Leurs corps reposent l’un contre l’autre, l’un dans la présence de l’autre.

Lui ouvre les yeux, tend un bras vers un bracelet montre posé sur la table de chevet.

 

Il l’approche, avec lui on lit l’heure sur le cadran 6h ¼.

Il lève doucement le drap, il est en tee-chirt et caleçon, il se tourne vers elle qui dort, la regarde, l’effleure, un fable son incertain sort de sa bouche fermée. Il se lève.

 

Il est à la table de la cuisine. La cuillère prend dans le bol les céréales en forme de petits anneaux. Sa main tient la cuillère. Il voit sur la table la petite boîte d’allumettes.

 

Il est dehors.

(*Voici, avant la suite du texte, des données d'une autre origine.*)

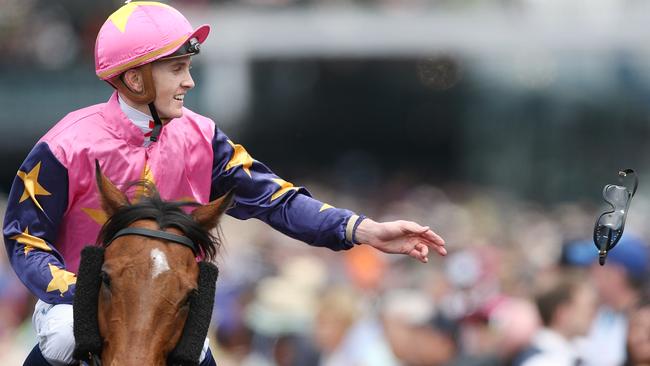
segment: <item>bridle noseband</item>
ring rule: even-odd
[[[198,253],[198,250],[194,242],[191,241],[186,236],[172,234],[162,230],[151,230],[151,229],[144,229],[140,227],[127,227],[125,229],[118,231],[115,235],[113,235],[111,240],[109,240],[108,243],[105,244],[105,247],[108,247],[115,239],[125,235],[140,235],[140,236],[146,236],[148,238],[164,239],[167,241],[172,241],[174,243],[185,245],[186,247],[192,249],[192,252],[194,252],[194,254]]]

Il marche, il est habillé d’une combinaison de travail dont j’ai oublié la couleur. Il tient à la main une sorte de petite mallette semi-sphérique. Il longe des bâtiments de brique. Il tourne à l’angle, sous un porche.

 

Il est assis au volant d’un autobus à l’arrêt, vide, porte ouverte. Il écrit sur un petit carnet posé sur le volant. On approche de la page et on peut lire ce qu’il y écrit. On le lit aussi en bas à gauche de l’écran. C’est un poème qui dit la petite boîte d’allumettes, le dessin des mots sur son couvercle.

[…]

 

Christiane Veschambre, Ils dorment, L’Antichambre du Préau, 2017, np.